Even if only a small percentage (e.g. <2%) click on the and, and then a similar small percentage actually buy anything after clicking, you are still making money so long as the cost-per-conversion (i.e. per sale) comes out low enough that you still make a profit. Spending $3-5 to make a sale in say a pair of shoes that retails at $100 with a profit margin of $30-40 is good business.

People are making huge amounts of money/doing huge amounts of business directly as a result of the ads, and that is not just Google and Facebook, but everyone all the way down to little mom and pop businesses.

When you track things down to the level of sales it very often works (not always - depends on products/business models etc), and that is why people are using online ads. AdWords and Facebook ads would have fizzled out years ago if people were not benefiting from advertising their business



The problem with this kind of accounting is that it doesn't consider whether the ad was really necessary to make a sale in the first place.

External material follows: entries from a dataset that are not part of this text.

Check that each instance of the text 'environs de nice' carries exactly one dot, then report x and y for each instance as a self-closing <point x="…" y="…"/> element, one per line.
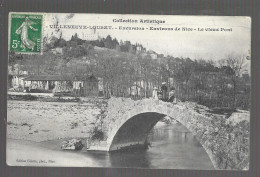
<point x="136" y="21"/>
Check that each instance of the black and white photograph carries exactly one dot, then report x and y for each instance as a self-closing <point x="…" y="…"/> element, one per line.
<point x="129" y="91"/>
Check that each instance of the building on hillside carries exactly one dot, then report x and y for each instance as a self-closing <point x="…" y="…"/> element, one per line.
<point x="153" y="54"/>
<point x="77" y="85"/>
<point x="136" y="91"/>
<point x="51" y="83"/>
<point x="16" y="76"/>
<point x="85" y="85"/>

With a lot of brand keyword advertising, companies are paying for people to click an ad when they were already looking for your website anyway. So spending $3 on that customer is not a $27 profit but rather a $3 loss....


While buying your product name (or your competitor) is sometimes the case, this isn't the main source of volume in your pipeline.

And it's still a $27 profit, even if it is possible you could have saved money.

Most of the time a well-optimised PPC pipe looks for specific (non-brand) keywords and buys them, not just the product name.


Lets say it costs $3 to acquire a customer on average. And your margin is $30. That sounds good.

Now do an experiment. Stop your ads.

Do your sales go down 100%? In that cost the $3 cost was definitely justified.

Do your sales go down 50%? That means you actually paid $6 to acquire a customer, not $3. Still sounds like a reasonable deal since you still make $24 profit, but other channels might be more profitable.

Do your sales go down 10%? Then only one in 10 customers actually converted because of the ad, and you are paying $30 to acquire a customer and it would be better to stop the campaign. Google is just showing ads to people that would buy your stuff anyway. (Side note: I think this is a big problem with retargeting. You are paying to show ads to people that are already very likely to buy your stuff -- or even worse, who have bought it already. But conversion rates are really high!)

(To be fair, this is speculation and not based on experience with adwords. My only experience with adwords was a $100 campaign I made a few years back with promotional credit that resulted in no conversions)


While I agree that ads often are very effective, no it is just a $3 cost in some cases. Your ads can cannibalize on tge revenue from other, possibly cheaper, channels.